Ich komme zum Ende, meine Damen und Herren. Nicht nur die Staaten müssen handeln, sondern die ganze Welt muss sich bewusst werden, was in Paris geschehen ist, was in New York weitergeht und was in Ihren Parlamenten ratifiziert werden muss. Jeder muss sich angesprochen fühlen.
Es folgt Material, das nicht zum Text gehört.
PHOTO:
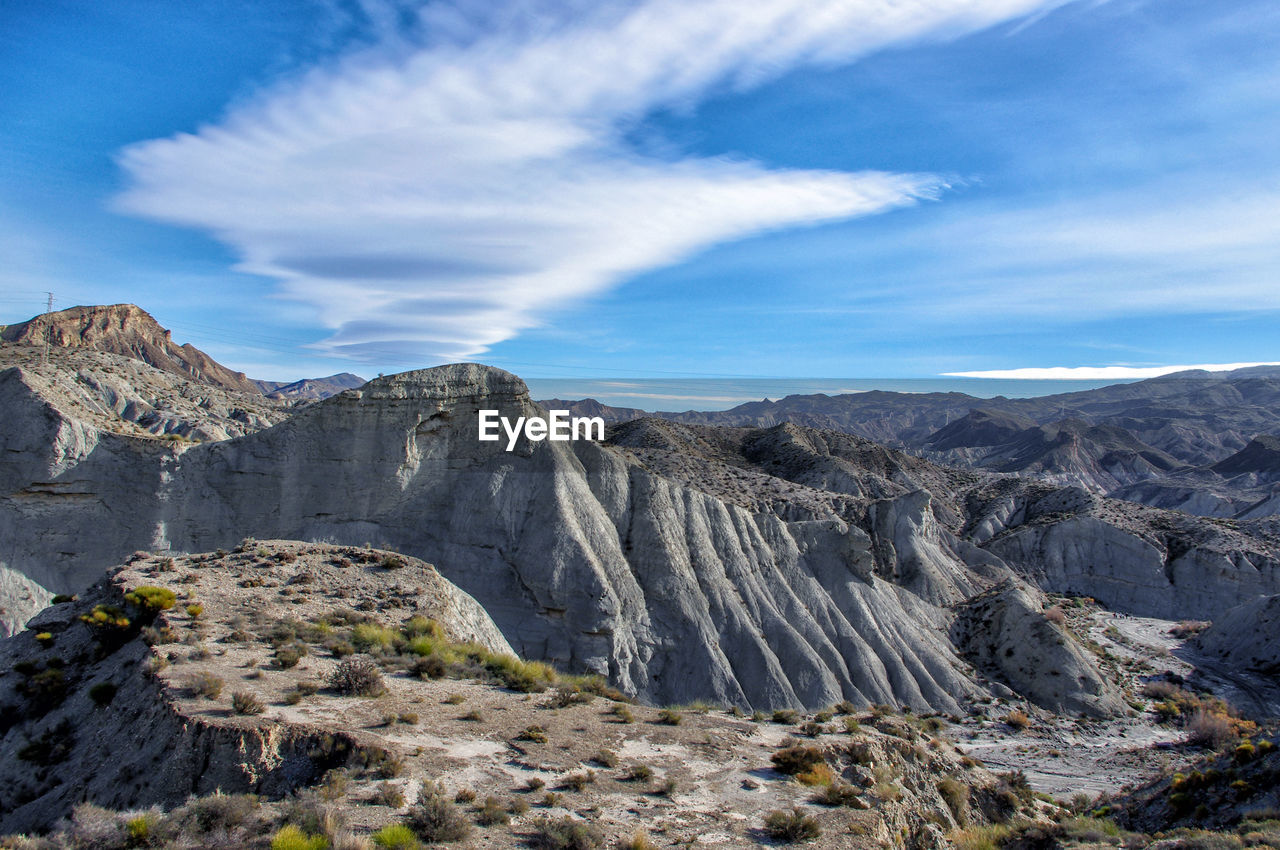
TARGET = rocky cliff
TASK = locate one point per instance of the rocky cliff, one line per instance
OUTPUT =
(127, 330)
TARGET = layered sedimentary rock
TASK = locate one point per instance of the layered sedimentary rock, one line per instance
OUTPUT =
(757, 567)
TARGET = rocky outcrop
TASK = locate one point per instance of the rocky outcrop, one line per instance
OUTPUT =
(1246, 636)
(86, 716)
(310, 388)
(754, 567)
(127, 330)
(1005, 634)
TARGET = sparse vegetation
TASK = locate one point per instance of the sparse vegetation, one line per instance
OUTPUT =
(566, 833)
(357, 677)
(791, 827)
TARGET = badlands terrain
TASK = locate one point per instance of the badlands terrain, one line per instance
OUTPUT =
(952, 635)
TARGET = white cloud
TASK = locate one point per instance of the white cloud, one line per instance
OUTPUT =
(440, 191)
(1098, 373)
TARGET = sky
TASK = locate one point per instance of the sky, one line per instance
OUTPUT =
(654, 188)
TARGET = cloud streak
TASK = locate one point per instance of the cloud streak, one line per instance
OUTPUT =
(449, 186)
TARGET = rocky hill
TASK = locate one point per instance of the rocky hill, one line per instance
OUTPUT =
(127, 330)
(310, 388)
(1157, 442)
(231, 673)
(757, 567)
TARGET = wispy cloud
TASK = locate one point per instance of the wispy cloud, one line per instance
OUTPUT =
(1098, 373)
(444, 188)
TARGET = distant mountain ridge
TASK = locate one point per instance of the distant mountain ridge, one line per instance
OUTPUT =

Behalten wir den Satz von David Thoreau im Gedächtnis, der uns daran erinnerte, dass niemand die Verantwortung hat, alles zu tun, aber jeder etwas erfüllen muss.

Ich vertraue Ihnen im Namen der Länder, die Sie vertreten, dass Sie diese Mobilisierung anregen, die Hoffnung in die Zukunft bewahren, den neuen Generationen ermöglichen, stolz auf Sie zu sein und fähig zu sein, in einer Welt zu leben, in der es keine Bedenken hinsichtlich dessen gibt, was die Menschheit hervorbringen kann.

Die Menschheit kann immer das Beste hervorbringen, selbst wenn sie fähig zum Schlimmsten ist, so haben wir heute dafür gesorgt, dass das Beste möglich wird. Wenden wir weiterhin das Schlimmste ab, denn es ist fähig, das wertvollste Gut zu zerstören, das wir geerbt haben, das wir unterhalten müssen, das wir über unser eigenes Leben hinaus weitertragen müssen: die Menschheit. Danke.